Ensure wallet and chain tip are in sync #18279

pull bvbfan wants to merge 0 commits into bitcoin:master from bvbfan:master changing 0 files +0 −0
  1. bvbfan commented at 2:34 pm on March 6, 2020: contributor

    Fixes #16307

    Signed-off-by: Anthony Fieroni bvbfan@abv.bg

  2. fanquake added the label Wallet on Mar 6, 2020
  3. in src/wallet/wallet.cpp:1163 in ddcc4b23b1 outdated
    1155@@ -1156,8 +1156,11 @@ void CWallet::BlockUntilSyncedToCurrentChain() {
    1156     // ::ChainActive().Tip(), otherwise put a callback in the validation interface queue and wait
    1157     // for the queue to drain enough to execute it (indicating we are caught up
    1158     // at least with the time we entered this function).
    1159-    uint256 last_block_hash = WITH_LOCK(cs_wallet, return m_last_block_processed);
    1160-    chain().waitForNotificationsIfTipChanged(last_block_hash);
    1161+    bool tipIsSame = false;
    1162+    do {
    1163+        uint256 last_block_hash = WITH_LOCK(cs_wallet, return m_last_block_processed);
    1164+        tipIsSame = chain().waitForNotificationsIfTipIsNotSame(last_block_hash);
    


    MarcoFalke commented at 2:58 pm on March 6, 2020:

    Shouldn’t this whole scope happen under the cs_wallet lock?

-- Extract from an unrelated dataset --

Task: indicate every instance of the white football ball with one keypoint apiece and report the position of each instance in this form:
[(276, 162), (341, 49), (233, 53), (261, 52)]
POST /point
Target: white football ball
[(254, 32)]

    Also, shouldn’t m_chain_notifications_handler.reset() happen inside here under the wallet lock?

    Otherwise a new block could come in and put new notifications in the handler while we reset it.


    bvbfan commented at 3:10 pm on March 6, 2020:

    Shouldn’t this whole scope happen under the cs_wallet lock?

    No, we leave mutex for process thread to finish.

    Also, shouldn’t m_chain_notifications_handler.reset() happen inside here under the wallet lock?

    No.

    Otherwise a new block could come in and put new notifications in the handler while we reset it.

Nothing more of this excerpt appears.